Firstly, how do we know what actions are warranted? Is Singapore’s ban on travel entry of all mainland Chinese visitors — after a petition that garnered 122,000 signatures; the most in Singapore’s history — xenophobic? Restricting travel entry is perhaps the best way to contain the virus, so while this may draw on existing anti- mainland Chinese sentiments, it leans towards rational policy. But other examples point towards more obvious xenophobia. In Japan, the hashtag #ChineseDon’tCometoJapan has started trending on Twitter and in places like Hong Kong and France, there have been restrictions on where Chinese people can go and what they can do. Circulating jokes that Wuhan people “deserve what they’re getting” and proposing bleach as a “miracle solution” exemplify the bigotry in the online response.
A friend of mine studying in the UK was approached by a group of teenagers asking if she and her friend had coronavirus before making barking sounds — it matters not to them that my friend is not mainland Chinese — because what amounts to racial profiling depends on how you look.
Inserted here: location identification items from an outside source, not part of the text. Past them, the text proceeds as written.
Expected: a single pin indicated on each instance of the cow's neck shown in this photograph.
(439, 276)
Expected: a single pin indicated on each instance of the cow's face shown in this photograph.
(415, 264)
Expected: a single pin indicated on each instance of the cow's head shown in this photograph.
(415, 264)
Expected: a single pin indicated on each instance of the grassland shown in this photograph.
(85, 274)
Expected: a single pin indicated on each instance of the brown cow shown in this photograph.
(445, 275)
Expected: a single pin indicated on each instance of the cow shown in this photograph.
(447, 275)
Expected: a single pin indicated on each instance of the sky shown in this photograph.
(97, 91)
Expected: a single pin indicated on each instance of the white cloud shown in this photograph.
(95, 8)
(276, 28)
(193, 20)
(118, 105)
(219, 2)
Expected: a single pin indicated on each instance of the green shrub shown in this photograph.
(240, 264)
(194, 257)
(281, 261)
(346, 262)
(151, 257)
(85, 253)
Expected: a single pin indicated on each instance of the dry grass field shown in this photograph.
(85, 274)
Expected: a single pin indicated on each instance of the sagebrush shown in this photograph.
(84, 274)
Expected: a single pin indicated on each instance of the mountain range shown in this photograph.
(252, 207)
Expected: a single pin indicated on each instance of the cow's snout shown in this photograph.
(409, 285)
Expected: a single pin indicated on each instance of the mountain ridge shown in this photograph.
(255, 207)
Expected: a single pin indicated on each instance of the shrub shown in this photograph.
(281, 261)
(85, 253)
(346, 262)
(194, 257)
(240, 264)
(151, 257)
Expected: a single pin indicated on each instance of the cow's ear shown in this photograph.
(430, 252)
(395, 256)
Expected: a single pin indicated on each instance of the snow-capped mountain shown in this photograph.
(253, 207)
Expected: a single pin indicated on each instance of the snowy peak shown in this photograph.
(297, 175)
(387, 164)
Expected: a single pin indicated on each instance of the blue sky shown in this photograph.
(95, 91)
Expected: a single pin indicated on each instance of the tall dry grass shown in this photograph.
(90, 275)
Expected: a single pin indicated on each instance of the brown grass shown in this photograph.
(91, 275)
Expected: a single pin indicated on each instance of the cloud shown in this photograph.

Wang Mengyu, the Chinese social media influencer whose travel video of her eating bat soup recently went viral, has received death threats in spite of the fact that the video was filmed three years ago and in Micronesia. At Arizona State University and the University of Durham, people refuse to sit besides Chinese students in lectures or turn and stare if they do so much as cough. Citizens in Canada, Australia and Italy who are ethnically Chinese have made statements about feeling alienated in their own countries, at a time when they may need the most support. In the words of Hu Lanbo, a Chinese Italian journalist, “Believing that one can catch the new coronavirus at the mere sight of a Chinese person really makes no sense.”
Dr. Paul Genecin, the director of Yale Health and a clinical associate professor at the Yale School of Medicine, told me that while there have been many concerns raised about public health and safety, faculty and administrators have “strived to react rationally and without xenophobia.” He expressed, however, some of the issues with the spread of misinformation. Here at Yale, a Yale Model United Nations visiting student was tested and quarantined after showing symptoms congruent with coronavirus. Although they eventually tested negative, Dr. Genecin mentioned that there were assumptions firstly that the student came from Wuhan and secondly that reports of a negative result were circulating before the test had been performed. Another concern is the “mistaken notion that wearing face masks in public confers protection because this phenomenon may actually raise the risk of spread of infection.” Dr. Genecin explained that the hoarding of surgical face masks by people at low risk for infection could result in a shortage. While these instances do not seem to be as severe as the spread of misinformation globally — in particular about how the virus originated — they bring up important questions about how we handle healthcare risks and crises and what more we can do to mitigate panic.
We have to consider the real issue that this crisis has revealed in China, which is not about what a small number of people in Wuhan eat at markets. The problem is that in a tightly-controlled authoritarian system, and especially a country that is often pitted against the world, there is little incentive for state authorities to report figures back to the central government. There is a suppression of information in a country that depends on government-sanctioned truths. After all, it has been revealed that as early as December, patients known to have coronavirus were placed into wards with uninfected patients. They were sent home and their families told nothing, and doctors were told not to record them as infected. In our accusations of who is at fault, we must look to the larger figures and to who is in control.
Spreading misinformation that the virus originated from Chinese people’s eating habits or lack of hygiene is perilous to finding medical solutions and prevention. But it also has social implications: We find ways of justifying our prejudices. This strain of xenophobia is not new; it resurfaces whenever a crisis emerges, in order to legitimize our fears. If we continue to excuse it, whether in racial profiling, building walls or with violence, we may be left with a danger far more pervasive and difficult to eradicate.
What is important for us to remember during this period is that we must react with empathy. Simply asking ourselves whether our fears are founded is often good enough in delineating the appropriate action to take. As zombie film-esque as this outbreak sometimes feels, what reminds me most of those apocalypse tales is our immediate instinct to close all doors and to treat any “other” as an enemy.